Super Wu-Man said...

good point, maybe the internet makes us feel so connected that we dont feel the need to really connect in "groups" anymore.

i mean when these artists were getting together back in the 70's i can only imagine the thrill they had finding people with similar interests...

now its as easy as gettting out of bed, walking a few feet, and there you are, all the artists you love, in a place where you can openly communicate.

i guess what i'm saying is, back in the day, they had to actually get out of the house, haha, drive somewhere meet up and form ideas and a movement in reality....

thats whats lost in my opinion, that feeling of a group/family in the art community, dont get me wrong i love the internet and everything it provides, art movments are expanding at amazing rates....but the heart of the movments....i dont know....dosnt feel the same....

not that i was even around in the 70's....so i guess i'm just talking.....but all i'm saying is a group of artists online dosnt feel as strong as a group of artists in real life talking and interacting....so are the movements as strong in art now...even though they are massive....maybe?

just an observation.....

captain brushpen said...

The character shooting out of the second portrait is really amazing! I love your blog and grew up on your books. Thanks for...creating so much, I guess. I just tried to explain the idea of Dinotopia to one of my friends who hadn't seen it, but I think I failed. The idea that certain kinds of worlds can still exist in only in illustration, and that every aspect of how something works is part of drawing it is very hard to convey when many people only think in photos.

If you haven't see this, I ran into this company of puppeteers, and it seems like something you'd like (giant mechanical squid and elephants!)
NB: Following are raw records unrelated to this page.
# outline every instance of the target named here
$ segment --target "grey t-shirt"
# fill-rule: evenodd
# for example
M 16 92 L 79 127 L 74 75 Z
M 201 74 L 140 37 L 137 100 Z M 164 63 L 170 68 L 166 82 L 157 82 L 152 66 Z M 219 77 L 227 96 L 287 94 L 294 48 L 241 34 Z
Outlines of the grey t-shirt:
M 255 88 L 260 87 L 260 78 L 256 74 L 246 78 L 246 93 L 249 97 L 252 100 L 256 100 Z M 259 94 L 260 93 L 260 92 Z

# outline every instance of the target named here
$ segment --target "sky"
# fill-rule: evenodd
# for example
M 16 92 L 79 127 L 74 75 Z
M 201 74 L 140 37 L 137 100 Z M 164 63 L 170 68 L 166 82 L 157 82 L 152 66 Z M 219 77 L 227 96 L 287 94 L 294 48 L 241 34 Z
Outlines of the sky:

http://www.lesmachines-nantes.fr/atelier.html

James Gurney said...

Captain Brushpen, yes I heard about those amazing puppeteers from Nantes a while ago and did blog post about them a while ago. I hope to visit Nantes next year and if I do, I'll do a live report.


SuperWu and Doug, I'm fairly new to the wonders of the web, and appreciate all your points. The Internet can be a way to organize flesh-and-blood groups, like the Sketch Crawl events that Charley Parker recently spotlighted in Lines and Colors.
Plein air paintouts are another great way to visit with other artists.
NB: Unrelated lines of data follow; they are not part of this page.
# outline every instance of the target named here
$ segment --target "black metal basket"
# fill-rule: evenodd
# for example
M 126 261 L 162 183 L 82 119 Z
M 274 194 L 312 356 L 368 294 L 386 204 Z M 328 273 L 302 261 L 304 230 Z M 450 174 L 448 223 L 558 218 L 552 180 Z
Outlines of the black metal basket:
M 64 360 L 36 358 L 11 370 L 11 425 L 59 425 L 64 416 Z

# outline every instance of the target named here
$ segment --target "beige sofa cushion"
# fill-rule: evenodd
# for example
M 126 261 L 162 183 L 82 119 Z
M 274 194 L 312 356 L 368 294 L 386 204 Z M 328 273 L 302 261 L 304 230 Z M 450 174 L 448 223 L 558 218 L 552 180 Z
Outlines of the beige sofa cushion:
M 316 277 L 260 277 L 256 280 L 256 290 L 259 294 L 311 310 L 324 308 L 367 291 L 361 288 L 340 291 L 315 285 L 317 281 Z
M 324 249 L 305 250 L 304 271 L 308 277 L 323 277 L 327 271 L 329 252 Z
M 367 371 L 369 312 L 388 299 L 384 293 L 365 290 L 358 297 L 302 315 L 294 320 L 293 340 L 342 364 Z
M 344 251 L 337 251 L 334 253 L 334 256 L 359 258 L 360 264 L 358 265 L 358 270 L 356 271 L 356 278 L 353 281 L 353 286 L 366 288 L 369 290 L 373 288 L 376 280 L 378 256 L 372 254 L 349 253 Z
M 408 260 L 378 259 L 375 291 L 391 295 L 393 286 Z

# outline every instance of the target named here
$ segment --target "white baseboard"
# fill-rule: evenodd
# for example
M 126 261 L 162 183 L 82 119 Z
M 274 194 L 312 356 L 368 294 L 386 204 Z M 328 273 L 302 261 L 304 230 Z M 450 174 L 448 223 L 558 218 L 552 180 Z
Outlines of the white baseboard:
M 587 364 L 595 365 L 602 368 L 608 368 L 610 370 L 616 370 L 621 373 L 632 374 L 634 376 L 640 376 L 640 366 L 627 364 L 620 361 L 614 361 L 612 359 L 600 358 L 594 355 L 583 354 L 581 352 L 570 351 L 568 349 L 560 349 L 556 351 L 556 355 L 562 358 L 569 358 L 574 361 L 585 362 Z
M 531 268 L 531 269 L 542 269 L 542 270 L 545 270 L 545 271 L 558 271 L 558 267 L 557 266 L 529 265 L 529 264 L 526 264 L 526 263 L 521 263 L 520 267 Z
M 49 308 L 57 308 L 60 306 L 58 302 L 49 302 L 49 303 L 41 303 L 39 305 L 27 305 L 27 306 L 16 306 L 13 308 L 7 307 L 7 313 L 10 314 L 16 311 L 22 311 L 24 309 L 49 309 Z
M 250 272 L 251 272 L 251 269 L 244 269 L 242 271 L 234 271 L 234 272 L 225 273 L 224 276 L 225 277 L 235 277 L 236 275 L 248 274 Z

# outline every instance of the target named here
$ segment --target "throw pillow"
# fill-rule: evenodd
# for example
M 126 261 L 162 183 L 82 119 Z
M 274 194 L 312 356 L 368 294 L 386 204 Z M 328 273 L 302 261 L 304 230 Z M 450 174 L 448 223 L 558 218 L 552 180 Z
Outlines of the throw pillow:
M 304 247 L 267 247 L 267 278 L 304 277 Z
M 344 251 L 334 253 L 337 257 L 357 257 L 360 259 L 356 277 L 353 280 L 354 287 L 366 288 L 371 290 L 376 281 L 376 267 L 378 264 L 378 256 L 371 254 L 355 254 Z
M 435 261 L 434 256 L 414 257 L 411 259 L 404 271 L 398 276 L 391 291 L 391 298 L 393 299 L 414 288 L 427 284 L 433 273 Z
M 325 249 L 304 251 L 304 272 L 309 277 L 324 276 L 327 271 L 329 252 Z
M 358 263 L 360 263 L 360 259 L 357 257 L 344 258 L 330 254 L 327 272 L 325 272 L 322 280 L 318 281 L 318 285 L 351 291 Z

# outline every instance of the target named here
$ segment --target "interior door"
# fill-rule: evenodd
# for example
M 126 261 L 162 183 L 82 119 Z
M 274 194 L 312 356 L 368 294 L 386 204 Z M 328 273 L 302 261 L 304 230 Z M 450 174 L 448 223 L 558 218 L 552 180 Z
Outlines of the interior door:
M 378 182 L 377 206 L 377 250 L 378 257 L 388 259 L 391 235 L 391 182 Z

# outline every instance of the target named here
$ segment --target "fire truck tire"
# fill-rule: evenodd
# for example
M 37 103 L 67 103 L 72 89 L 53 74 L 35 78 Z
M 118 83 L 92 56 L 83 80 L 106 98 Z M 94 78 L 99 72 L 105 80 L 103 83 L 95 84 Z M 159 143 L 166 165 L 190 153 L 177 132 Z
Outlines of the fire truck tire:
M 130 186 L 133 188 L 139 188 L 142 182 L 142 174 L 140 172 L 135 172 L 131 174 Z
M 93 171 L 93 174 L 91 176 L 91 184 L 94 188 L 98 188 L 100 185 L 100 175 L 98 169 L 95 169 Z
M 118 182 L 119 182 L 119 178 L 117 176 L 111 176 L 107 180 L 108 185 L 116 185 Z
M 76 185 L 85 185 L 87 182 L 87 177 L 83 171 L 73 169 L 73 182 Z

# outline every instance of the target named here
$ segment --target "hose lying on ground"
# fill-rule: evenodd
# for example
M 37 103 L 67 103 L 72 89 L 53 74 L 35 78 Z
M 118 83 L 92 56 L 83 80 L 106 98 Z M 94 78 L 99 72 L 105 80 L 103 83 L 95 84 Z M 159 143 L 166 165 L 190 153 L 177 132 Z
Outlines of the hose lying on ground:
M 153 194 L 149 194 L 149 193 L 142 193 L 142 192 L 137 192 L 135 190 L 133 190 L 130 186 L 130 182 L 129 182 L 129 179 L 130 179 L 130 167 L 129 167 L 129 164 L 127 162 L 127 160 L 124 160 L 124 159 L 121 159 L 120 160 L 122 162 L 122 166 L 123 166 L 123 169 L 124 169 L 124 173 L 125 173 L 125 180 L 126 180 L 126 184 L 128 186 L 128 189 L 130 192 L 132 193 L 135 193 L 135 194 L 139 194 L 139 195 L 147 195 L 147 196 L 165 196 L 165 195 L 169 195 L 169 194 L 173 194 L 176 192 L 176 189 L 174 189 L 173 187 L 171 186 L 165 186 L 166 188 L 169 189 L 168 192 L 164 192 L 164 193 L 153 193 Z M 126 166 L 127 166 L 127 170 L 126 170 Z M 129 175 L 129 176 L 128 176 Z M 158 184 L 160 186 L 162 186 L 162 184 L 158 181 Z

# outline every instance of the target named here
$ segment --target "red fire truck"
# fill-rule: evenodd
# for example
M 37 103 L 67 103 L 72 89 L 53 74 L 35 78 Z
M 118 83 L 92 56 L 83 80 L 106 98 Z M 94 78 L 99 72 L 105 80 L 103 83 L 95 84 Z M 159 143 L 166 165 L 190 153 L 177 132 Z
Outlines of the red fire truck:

And thanks for all your nice words about the Paul Warhola sketches. I admire everyone in the Warhola family: they're all both smart and creative, willing to try anything whether or not anyone has tried it before.

Doug said...

James,

just reading over the posts here, I thought I should clarify something, since I'm new at this and expressing ones self through writing, I'm finding, can be tricky.

My comment about the 150 chickens was not a criticism, but an observation, truth can be stranger than fiction.I wasn't judging his method, really, I have learned to view all forms of expressions with an open mind, ready to learn and hopefully, if I can grasp the concept, add another tool, another choice that might improve my own effort at the easel. I think it is fantastic that one would look at these chickens running around in paint, and see the possibility of art. It goes to your point of being smart and creative.
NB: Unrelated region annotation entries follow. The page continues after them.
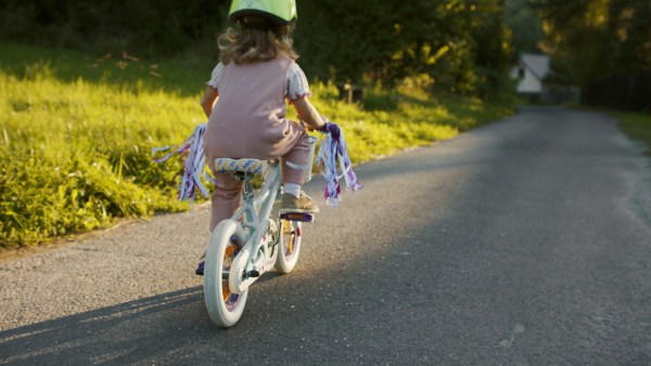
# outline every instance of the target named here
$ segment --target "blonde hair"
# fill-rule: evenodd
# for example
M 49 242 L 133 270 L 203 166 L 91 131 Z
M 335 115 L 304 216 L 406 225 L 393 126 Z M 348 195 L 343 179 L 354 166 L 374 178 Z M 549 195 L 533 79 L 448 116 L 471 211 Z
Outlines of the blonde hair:
M 261 23 L 264 18 L 246 16 L 246 22 Z M 273 30 L 240 29 L 230 27 L 219 37 L 219 60 L 227 65 L 266 62 L 284 53 L 292 60 L 298 58 L 292 41 L 292 25 L 278 26 Z

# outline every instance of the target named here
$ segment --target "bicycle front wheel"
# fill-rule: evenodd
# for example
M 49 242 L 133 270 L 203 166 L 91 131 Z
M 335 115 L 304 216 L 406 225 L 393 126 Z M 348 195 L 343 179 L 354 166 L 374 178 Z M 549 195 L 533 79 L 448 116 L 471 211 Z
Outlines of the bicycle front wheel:
M 280 220 L 280 238 L 278 241 L 278 257 L 276 258 L 276 271 L 290 273 L 294 270 L 298 253 L 301 252 L 301 238 L 303 226 L 301 221 Z
M 204 271 L 204 297 L 210 319 L 220 327 L 238 323 L 246 304 L 248 289 L 232 293 L 228 285 L 230 266 L 244 246 L 238 237 L 238 223 L 233 220 L 220 222 L 213 234 L 206 251 Z

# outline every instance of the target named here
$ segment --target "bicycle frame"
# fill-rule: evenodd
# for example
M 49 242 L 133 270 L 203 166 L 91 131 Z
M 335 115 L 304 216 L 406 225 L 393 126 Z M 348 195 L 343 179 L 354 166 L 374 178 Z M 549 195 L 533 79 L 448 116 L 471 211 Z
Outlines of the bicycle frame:
M 243 205 L 231 218 L 238 223 L 235 235 L 246 243 L 231 263 L 229 287 L 233 293 L 242 293 L 263 273 L 273 267 L 278 254 L 276 245 L 279 237 L 277 235 L 270 243 L 268 234 L 270 228 L 278 228 L 269 217 L 280 194 L 280 161 L 268 161 L 265 183 L 257 195 L 253 192 L 252 178 L 253 174 L 245 174 Z M 238 221 L 241 217 L 244 218 L 242 222 Z

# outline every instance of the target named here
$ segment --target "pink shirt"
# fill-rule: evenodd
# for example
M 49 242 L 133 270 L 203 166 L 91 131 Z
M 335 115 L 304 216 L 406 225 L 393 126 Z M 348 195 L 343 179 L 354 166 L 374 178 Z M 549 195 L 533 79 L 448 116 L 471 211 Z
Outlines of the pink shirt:
M 299 68 L 294 65 L 285 55 L 261 63 L 217 65 L 215 80 L 208 84 L 218 90 L 219 97 L 204 136 L 210 169 L 215 158 L 277 158 L 307 141 L 305 129 L 285 118 L 285 99 L 309 94 L 303 71 L 303 78 L 296 77 Z

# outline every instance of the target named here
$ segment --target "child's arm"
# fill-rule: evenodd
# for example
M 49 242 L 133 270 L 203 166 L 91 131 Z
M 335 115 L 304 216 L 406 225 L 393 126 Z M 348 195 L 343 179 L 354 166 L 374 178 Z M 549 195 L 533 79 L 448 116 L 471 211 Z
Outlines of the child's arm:
M 213 106 L 215 106 L 215 101 L 217 101 L 218 96 L 219 93 L 217 92 L 217 89 L 213 87 L 206 88 L 204 95 L 201 97 L 201 106 L 204 108 L 206 117 L 210 118 Z
M 292 105 L 294 106 L 294 108 L 296 108 L 296 114 L 298 115 L 298 118 L 301 118 L 310 128 L 319 130 L 323 126 L 326 126 L 326 122 L 321 119 L 321 116 L 317 112 L 317 108 L 315 108 L 315 106 L 311 105 L 311 103 L 309 103 L 309 100 L 307 97 L 299 97 L 292 102 Z

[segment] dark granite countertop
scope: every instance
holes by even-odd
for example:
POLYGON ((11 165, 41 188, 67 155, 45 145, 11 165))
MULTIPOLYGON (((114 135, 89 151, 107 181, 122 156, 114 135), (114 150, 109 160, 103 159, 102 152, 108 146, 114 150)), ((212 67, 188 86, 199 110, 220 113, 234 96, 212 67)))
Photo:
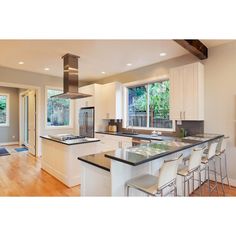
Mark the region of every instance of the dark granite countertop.
MULTIPOLYGON (((106 152, 109 153, 109 152, 106 152)), ((92 154, 84 157, 78 157, 78 160, 102 168, 106 171, 111 169, 111 160, 105 157, 106 153, 92 154)))
POLYGON ((85 143, 94 143, 94 142, 99 142, 99 139, 96 138, 84 138, 84 139, 72 139, 72 140, 66 140, 66 141, 60 141, 57 139, 53 139, 47 135, 45 136, 40 136, 40 138, 47 139, 53 142, 65 144, 65 145, 77 145, 77 144, 85 144, 85 143))
POLYGON ((137 166, 175 152, 180 152, 197 145, 203 145, 204 143, 221 137, 223 137, 223 135, 202 134, 194 137, 185 137, 183 139, 176 138, 175 140, 157 141, 135 147, 117 149, 106 153, 105 156, 116 161, 137 166))
POLYGON ((116 135, 116 136, 123 136, 123 137, 130 137, 130 138, 140 138, 140 139, 146 139, 146 140, 174 140, 175 137, 168 137, 168 136, 157 136, 152 134, 127 134, 123 132, 108 132, 108 131, 99 131, 96 132, 97 134, 109 134, 109 135, 116 135))

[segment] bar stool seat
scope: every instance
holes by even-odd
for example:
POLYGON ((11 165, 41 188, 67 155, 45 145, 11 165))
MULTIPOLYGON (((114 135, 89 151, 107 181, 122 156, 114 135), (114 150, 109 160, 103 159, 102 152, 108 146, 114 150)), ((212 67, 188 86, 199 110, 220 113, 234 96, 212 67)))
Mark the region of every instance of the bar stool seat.
POLYGON ((178 175, 187 176, 188 175, 188 167, 186 165, 180 164, 178 167, 178 175))
POLYGON ((192 150, 192 153, 187 158, 183 159, 184 164, 179 165, 177 174, 183 177, 183 195, 186 196, 186 183, 188 184, 188 194, 190 194, 190 186, 189 181, 192 180, 192 191, 194 191, 194 181, 198 182, 198 187, 201 195, 201 160, 203 155, 204 147, 195 148, 192 150), (186 165, 186 161, 188 161, 188 165, 186 165), (198 173, 198 179, 194 178, 194 173, 198 173))
POLYGON ((168 193, 174 192, 177 196, 176 176, 179 164, 179 158, 172 160, 165 160, 159 170, 159 176, 144 174, 132 178, 126 182, 127 196, 129 196, 129 189, 133 188, 139 190, 149 196, 163 196, 163 190, 167 187, 172 188, 168 193))

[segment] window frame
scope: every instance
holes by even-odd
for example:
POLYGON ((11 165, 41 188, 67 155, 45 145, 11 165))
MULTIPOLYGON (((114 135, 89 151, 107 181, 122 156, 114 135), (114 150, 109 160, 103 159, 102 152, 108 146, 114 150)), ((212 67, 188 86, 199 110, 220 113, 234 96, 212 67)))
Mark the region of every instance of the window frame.
POLYGON ((74 102, 70 99, 70 120, 69 120, 69 125, 60 125, 60 126, 49 126, 47 124, 47 117, 48 117, 48 90, 58 90, 61 93, 63 93, 62 88, 60 87, 52 87, 52 86, 46 86, 45 87, 45 129, 46 130, 54 130, 54 129, 73 129, 74 127, 74 102))
POLYGON ((10 126, 10 94, 9 93, 0 93, 0 96, 6 96, 6 123, 0 124, 0 127, 9 127, 10 126))
MULTIPOLYGON (((123 128, 127 128, 130 126, 127 126, 128 124, 128 89, 131 87, 138 87, 138 86, 144 86, 144 85, 148 85, 148 84, 152 84, 152 83, 156 83, 156 82, 161 82, 161 81, 165 81, 165 80, 170 80, 169 75, 163 75, 160 77, 152 77, 149 79, 145 79, 142 81, 134 81, 134 82, 130 82, 130 83, 126 83, 124 84, 124 90, 123 90, 123 94, 124 94, 124 100, 123 100, 123 104, 124 104, 124 116, 123 116, 123 128)), ((149 88, 149 86, 148 86, 149 88)), ((149 89, 147 91, 147 99, 149 99, 149 89)), ((147 114, 149 114, 149 106, 147 106, 147 114)), ((175 121, 172 120, 172 128, 156 128, 156 127, 149 127, 149 117, 147 119, 147 126, 146 127, 140 127, 140 126, 133 126, 134 129, 137 130, 155 130, 155 131, 167 131, 167 132, 175 132, 176 131, 176 127, 175 127, 175 121)))

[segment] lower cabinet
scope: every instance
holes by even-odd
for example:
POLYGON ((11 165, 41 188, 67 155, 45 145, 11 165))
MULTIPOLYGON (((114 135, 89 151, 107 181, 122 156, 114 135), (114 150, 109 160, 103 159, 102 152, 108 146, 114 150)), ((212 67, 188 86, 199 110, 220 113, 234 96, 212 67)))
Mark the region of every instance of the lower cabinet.
POLYGON ((132 138, 109 134, 95 134, 100 139, 98 143, 99 152, 108 152, 118 148, 127 148, 132 146, 132 138))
I much prefer meeting with artists in person, and I have been inspired to attempt Plein air painting, I've never heard of this practice before visiting this blog, being self taught for the most part, through books.

James Gurney said...

Hi, Doug, Don't worry, I took your comment just as you meant it. And you're right: you can't make this stuff up. I love to just write down what people say to me while I'm sketching their portraits and I'm amazed by the stories they tell.

As far as plein air events, maybe one of the blog readers can suggest websites where you can find out about plein air painting events and sketchcrawls in your area.

a. fortis said...

Most excellent! Thanks for this post.